Una giornalista radiofonica, Hoffman, cominciava ad essere famoso per la sua voce, ed era solo una questione di tempo prima che Mousey (altrimenti noto come Ms. Mouse) nasca. Cubby L’orso è venuto poco dopo, seguito da diversi altri peluche. “La mia convinzione personale è che il topo e il cucciolo sono i nostri bambini interiori“, dice. “Non ho avuto un’infanzia facile e parte di me è stata probabilmente messa a tacere o ha detto:” Hey, metti via tutto, dobbiamo essere adulti adesso”. Penso che sia fantastico perché è come una connessione istantanea al tuo bambino interiore, a cui è veramente difficile da adulti accedere.
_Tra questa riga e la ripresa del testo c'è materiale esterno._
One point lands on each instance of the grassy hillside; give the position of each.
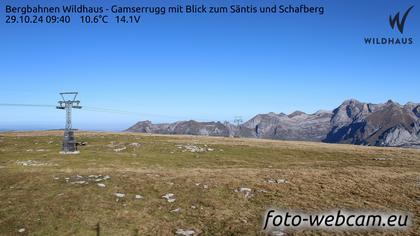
(51, 194)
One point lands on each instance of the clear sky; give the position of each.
(206, 67)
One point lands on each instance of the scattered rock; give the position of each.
(170, 197)
(277, 181)
(176, 210)
(120, 149)
(191, 148)
(135, 144)
(185, 232)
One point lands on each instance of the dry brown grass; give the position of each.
(321, 177)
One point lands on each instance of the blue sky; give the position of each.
(206, 67)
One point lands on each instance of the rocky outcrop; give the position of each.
(353, 122)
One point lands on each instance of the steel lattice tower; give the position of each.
(69, 142)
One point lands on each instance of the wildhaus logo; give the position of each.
(399, 22)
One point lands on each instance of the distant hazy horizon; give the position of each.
(202, 67)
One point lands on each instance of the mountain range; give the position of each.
(353, 122)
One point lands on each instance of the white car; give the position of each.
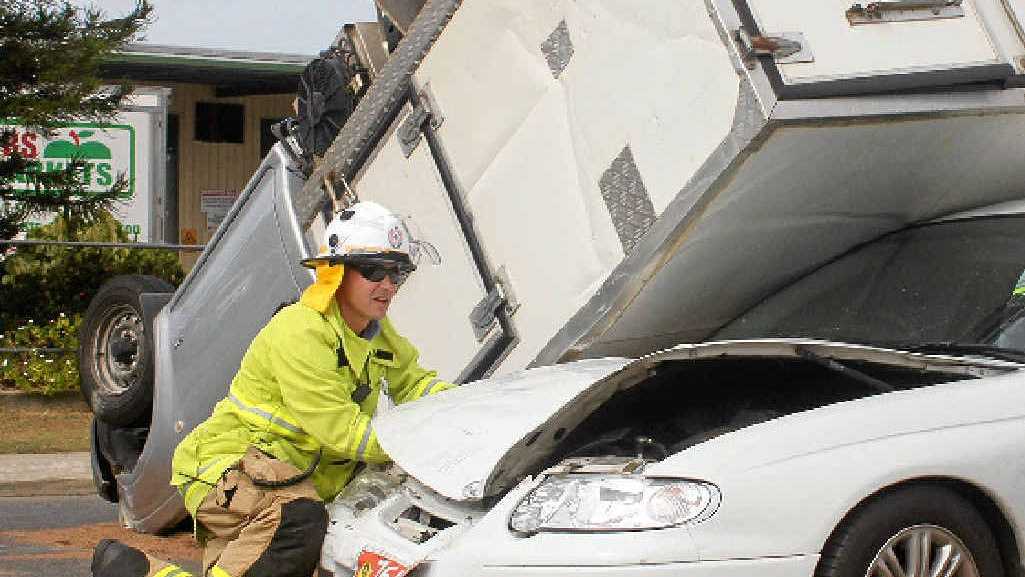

Quando sto attraversando un momento difficile, chiedo: “Come sta il topo?” e controllo. Ci sono modi in cui posso esprimere una paura attraverso il topo che non posso come adulto “.

Dal punto di vista di Walker, il mondo immaginario di Hoffman può essere una manifestazione della teoria di Winnicott. “Per lei e per il suo partner, questo è l’oggetto transitorio”, dice di Mousey, Cubby e compagnia. “Hanno questa cosa a cui possono parlare, a distanza o no”.

Mentre pochi adulti possono avere la capacità creativa di Hoffman (o il coraggio di farlo), Walker sostiene che tutti parlano a se stessi, sia se un amico immaginario è lì a testimoniare o meno. “Abbiamo tutti periodi in cui parliamo a noi stessi in forma di monologo interiore – anche se non lo sappiamo. È sempre in corso e tu puoi esaminare cosa sia e da dove proviene”, spiega. “Se dice” Sei un tale disastro”o” Come hai potuto farlo? Sei così stupido, ” lo senti da qualche parte, sia esso una credenza, un’esperienza o qualcosa del genere”.

La domanda che dobbiamo rivolgere a noi stessi è: “Quanto è reale?” e “E se si basa su qualcosa di falso di quando eri più giovane e non te ne sei reso conto?” Un amico immaginario non è un monologo interiore, ma un monologo esteriore che nel corso dell’infanzia diventa interno. Se stiamo parlando di bambini in terapia, invitare l’amico immaginario è molto importante per scoprire come si rapporta con se stesso rispetto all’amico immaginario.

E gli adulti che cercano di gestire i mondi immaginari dei giovani nella loro vita? “Dovrebbero andare avanti”, dice Ziegler. “Dovrebbero essere pienamente impegnati e sostenuti. Non abbiate paura di fare domande come: ‘Dov’è Annie, cosa vuole per la prima colazione? Vuole anche i pancake?’ Questo può essere molto vantaggioso per un bambino “.

“Dovresti interagire con loro nello stesso modo in cui interagisci con qualsiasi altro amico o oggetto o qualsiasi altra cosa il tuo bambino stia facendo”, sostiene Walker. “Se il tuo bambino ama i pirati, puoi dire: ‘Che cosa sta succedendo nel mondo dellapirateria?’ Non c’è ragione di non interagire con esso, e talvolta è divertente! Si chiama gioco, e il dramma è importantissimo nello sviluppo del bambino “.

Pepin, adesso un padre di due bambini, dice che non avrebbe problemi ad andare avanti con quel consiglio. “Non mi preoccupo per niente di aver avuto un amico immaginario o il concetto dei miei figli che li hanno”, dice Pepin. Infatti, la figlia di 3 anni e il figlio di un anno sembrano seguire le orme del padre. “Mia figlia ha un’immaginazione molto attiva e pensa che sia un drago a volte, o parla dello stesso drago – Gracey Dragon – come entità separata”, dice. “Gracey Dragon è un personaggio centrale nelle nostre storie della buonanotte e mia figlia a volte parlerà e farà funzionare le storie come se fosse Gracey Dragon. Non sarei sorpreso se avesse un amico immaginario in un anno o giù di lì”.